In practice, preference revelation is achieved through three families of mechanisms. Revelation mechanisms — such as the Vickrey-Clarke-Groves (VCG) mechanism — make truth-telling a dominant strategy by aligning individual incentives with collective welfare. Deliberative mechanisms — such as citizens' assemblies and deliberative polls — change the environment in which preferences are formed, making honest expression more natural and strategic manipulation more obvious. Randomized mechanisms — such as sortition and randomized voting — make manipulation computationally difficult by introducing noise that strategic agents cannot predict.

The connection to AI alignment is direct. When an AI system is trained on human feedback, the feedback is a form of preference revelation. If the feedback mechanism is not incentive-compatible — if users can gain by misrepresenting their preferences, or if the AI's training process rewards sycophantic responses — the system will learn not what humans want but what humans say they want. The RLHF pipeline is a preference revelation mechanism, and its failures are preference revelation failures. The field of mechanism design offers tools for understanding these failures, but they have not yet been applied systematically to AI training.

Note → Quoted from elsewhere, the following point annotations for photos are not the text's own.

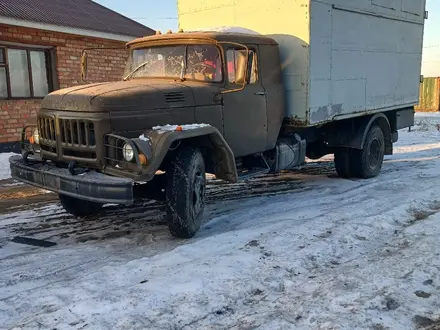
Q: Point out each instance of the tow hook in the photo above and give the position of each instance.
(74, 170)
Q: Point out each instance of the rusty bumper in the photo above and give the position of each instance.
(91, 185)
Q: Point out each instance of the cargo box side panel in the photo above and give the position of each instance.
(364, 57)
(285, 21)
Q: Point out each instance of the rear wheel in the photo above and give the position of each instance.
(79, 207)
(368, 161)
(185, 193)
(365, 163)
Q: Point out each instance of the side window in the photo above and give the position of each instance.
(236, 60)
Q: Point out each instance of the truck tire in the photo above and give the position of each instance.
(79, 207)
(367, 162)
(185, 193)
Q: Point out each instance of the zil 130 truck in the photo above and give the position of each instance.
(301, 79)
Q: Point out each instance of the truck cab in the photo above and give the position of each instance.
(189, 103)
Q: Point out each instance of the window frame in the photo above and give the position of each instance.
(255, 60)
(186, 44)
(49, 71)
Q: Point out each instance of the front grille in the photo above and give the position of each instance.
(46, 127)
(74, 137)
(77, 132)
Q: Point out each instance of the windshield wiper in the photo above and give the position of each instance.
(137, 68)
(184, 64)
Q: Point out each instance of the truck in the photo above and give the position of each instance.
(275, 83)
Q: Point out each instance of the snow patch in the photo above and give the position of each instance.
(172, 128)
(5, 171)
(144, 138)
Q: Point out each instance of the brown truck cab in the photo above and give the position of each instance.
(189, 103)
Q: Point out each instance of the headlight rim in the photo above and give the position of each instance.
(125, 147)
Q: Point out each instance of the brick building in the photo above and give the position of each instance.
(40, 50)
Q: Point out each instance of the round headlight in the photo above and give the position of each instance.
(127, 152)
(36, 136)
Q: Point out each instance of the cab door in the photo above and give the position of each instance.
(245, 111)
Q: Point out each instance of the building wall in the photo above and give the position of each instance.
(105, 65)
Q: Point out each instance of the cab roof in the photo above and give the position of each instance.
(245, 38)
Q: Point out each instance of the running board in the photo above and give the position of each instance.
(258, 171)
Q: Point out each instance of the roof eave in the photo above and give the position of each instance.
(65, 29)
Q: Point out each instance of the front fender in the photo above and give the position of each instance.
(156, 143)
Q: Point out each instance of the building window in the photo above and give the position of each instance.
(234, 57)
(24, 72)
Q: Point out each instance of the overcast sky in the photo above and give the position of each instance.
(162, 15)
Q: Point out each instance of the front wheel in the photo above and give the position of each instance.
(185, 193)
(79, 207)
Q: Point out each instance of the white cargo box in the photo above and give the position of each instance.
(340, 58)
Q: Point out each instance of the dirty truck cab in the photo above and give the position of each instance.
(189, 103)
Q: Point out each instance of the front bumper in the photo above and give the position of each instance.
(91, 186)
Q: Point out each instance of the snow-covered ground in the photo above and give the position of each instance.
(303, 250)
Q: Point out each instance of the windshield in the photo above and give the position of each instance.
(195, 62)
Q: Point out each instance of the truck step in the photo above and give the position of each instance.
(260, 168)
(245, 175)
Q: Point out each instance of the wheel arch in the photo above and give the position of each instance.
(352, 133)
(216, 151)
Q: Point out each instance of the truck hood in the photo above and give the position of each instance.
(129, 95)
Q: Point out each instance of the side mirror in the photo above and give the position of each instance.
(249, 67)
(84, 65)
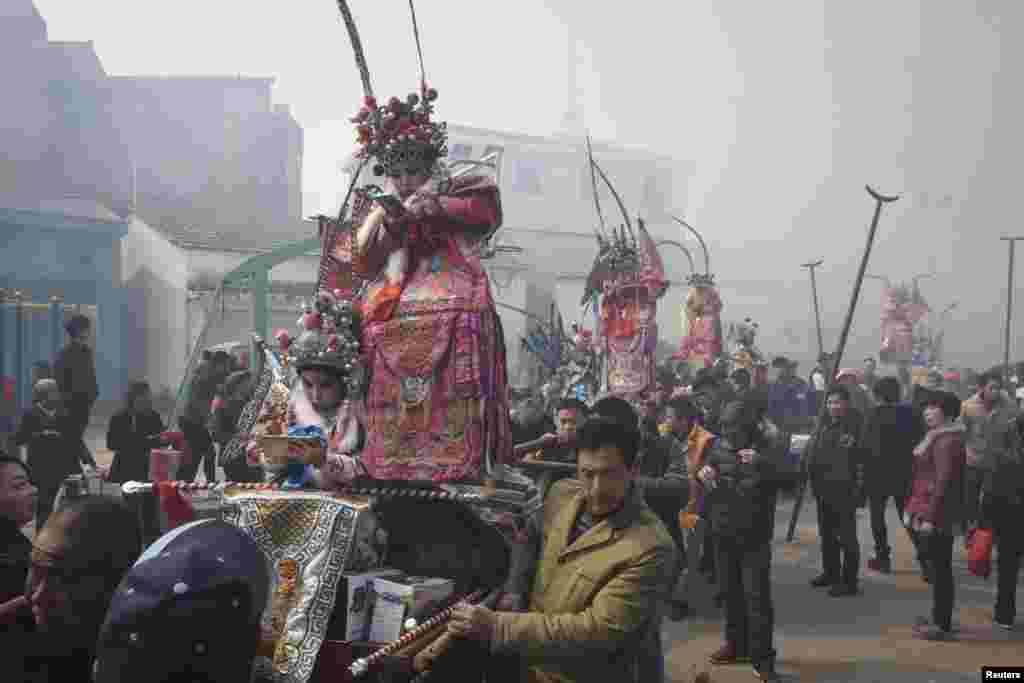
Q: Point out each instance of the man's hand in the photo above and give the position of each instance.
(749, 456)
(422, 205)
(472, 623)
(709, 477)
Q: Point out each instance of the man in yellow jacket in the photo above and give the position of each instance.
(605, 564)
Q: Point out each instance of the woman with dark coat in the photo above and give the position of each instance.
(936, 504)
(892, 432)
(132, 433)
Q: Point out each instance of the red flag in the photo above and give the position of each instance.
(174, 505)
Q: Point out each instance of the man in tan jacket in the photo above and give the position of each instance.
(606, 562)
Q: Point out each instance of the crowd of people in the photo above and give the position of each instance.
(686, 483)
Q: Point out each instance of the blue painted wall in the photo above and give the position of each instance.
(45, 254)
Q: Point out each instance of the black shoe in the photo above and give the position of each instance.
(881, 563)
(821, 581)
(843, 590)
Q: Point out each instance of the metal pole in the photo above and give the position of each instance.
(880, 200)
(814, 294)
(1010, 308)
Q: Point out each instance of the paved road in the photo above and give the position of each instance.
(863, 639)
(860, 639)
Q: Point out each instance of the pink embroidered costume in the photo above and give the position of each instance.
(628, 278)
(701, 344)
(436, 400)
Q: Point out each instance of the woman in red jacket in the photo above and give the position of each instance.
(936, 502)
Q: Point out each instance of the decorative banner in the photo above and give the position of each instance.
(306, 538)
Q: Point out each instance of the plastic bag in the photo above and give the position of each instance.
(979, 556)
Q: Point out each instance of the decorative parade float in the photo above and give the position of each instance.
(701, 344)
(383, 427)
(626, 283)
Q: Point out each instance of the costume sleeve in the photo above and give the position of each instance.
(476, 209)
(624, 606)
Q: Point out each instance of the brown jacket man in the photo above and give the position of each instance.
(606, 563)
(593, 599)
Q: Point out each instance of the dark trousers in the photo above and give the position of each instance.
(744, 579)
(938, 548)
(78, 422)
(1006, 526)
(879, 529)
(973, 479)
(202, 450)
(838, 530)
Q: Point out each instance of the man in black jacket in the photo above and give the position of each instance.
(837, 476)
(892, 433)
(17, 502)
(740, 477)
(195, 421)
(75, 372)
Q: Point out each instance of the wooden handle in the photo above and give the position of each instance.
(426, 657)
(425, 640)
(9, 609)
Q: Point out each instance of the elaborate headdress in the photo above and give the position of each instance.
(329, 338)
(400, 134)
(621, 252)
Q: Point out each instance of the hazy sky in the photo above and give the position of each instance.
(785, 109)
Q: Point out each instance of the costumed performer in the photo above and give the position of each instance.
(437, 399)
(322, 399)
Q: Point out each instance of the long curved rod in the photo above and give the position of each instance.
(679, 245)
(419, 49)
(353, 37)
(619, 200)
(593, 184)
(704, 245)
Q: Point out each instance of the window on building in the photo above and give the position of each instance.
(526, 177)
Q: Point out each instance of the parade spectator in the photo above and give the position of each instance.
(51, 438)
(597, 527)
(836, 469)
(75, 372)
(936, 504)
(77, 561)
(860, 400)
(17, 506)
(569, 414)
(991, 438)
(819, 374)
(690, 445)
(710, 395)
(194, 422)
(790, 403)
(188, 610)
(892, 432)
(1003, 510)
(528, 420)
(132, 433)
(741, 475)
(869, 374)
(17, 503)
(229, 401)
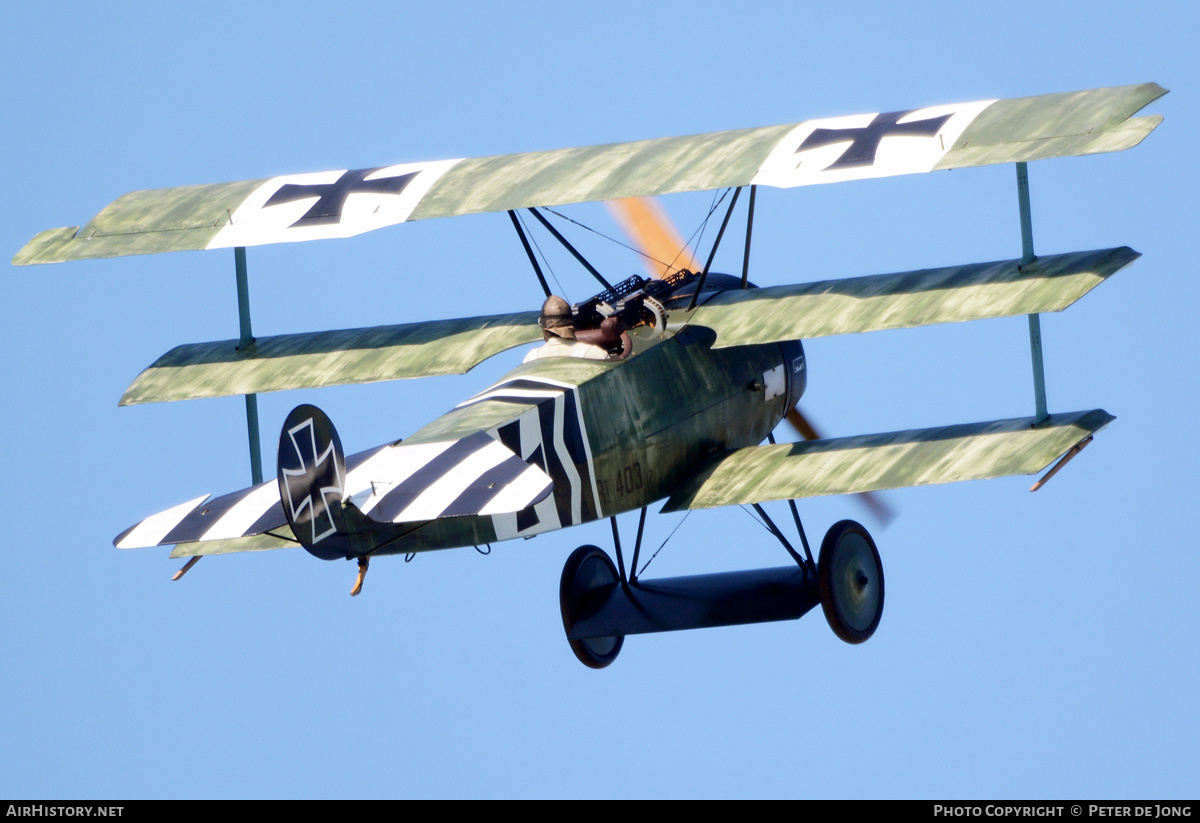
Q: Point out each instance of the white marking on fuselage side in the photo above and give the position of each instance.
(773, 382)
(517, 493)
(433, 500)
(369, 482)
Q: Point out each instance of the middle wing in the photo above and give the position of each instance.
(330, 358)
(875, 462)
(910, 299)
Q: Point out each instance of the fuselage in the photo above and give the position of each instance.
(617, 436)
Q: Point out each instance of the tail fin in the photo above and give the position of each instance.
(312, 482)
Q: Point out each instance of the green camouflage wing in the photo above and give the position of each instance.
(875, 462)
(347, 202)
(330, 358)
(911, 299)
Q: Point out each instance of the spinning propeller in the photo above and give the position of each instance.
(664, 251)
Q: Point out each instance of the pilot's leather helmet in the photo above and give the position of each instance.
(556, 318)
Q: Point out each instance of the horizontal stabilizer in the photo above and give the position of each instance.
(875, 462)
(257, 542)
(330, 358)
(952, 294)
(347, 202)
(395, 484)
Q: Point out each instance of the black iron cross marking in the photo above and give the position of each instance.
(317, 480)
(331, 196)
(865, 142)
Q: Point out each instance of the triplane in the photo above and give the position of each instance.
(660, 388)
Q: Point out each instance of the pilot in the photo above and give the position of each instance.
(558, 330)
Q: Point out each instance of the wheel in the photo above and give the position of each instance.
(588, 576)
(851, 578)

Preference revelation is the keystone of collective alignment. Without it, every aggregation mechanism operates on polluted data, and every alignment effort optimizes for the wrong objective. The AI alignment community has treated preference data as a natural resource to be mined, rather than a strategic interaction to be designed. This is a category error, and it explains why alignment systems so often produce behavior that is technically correct but normatively wrong.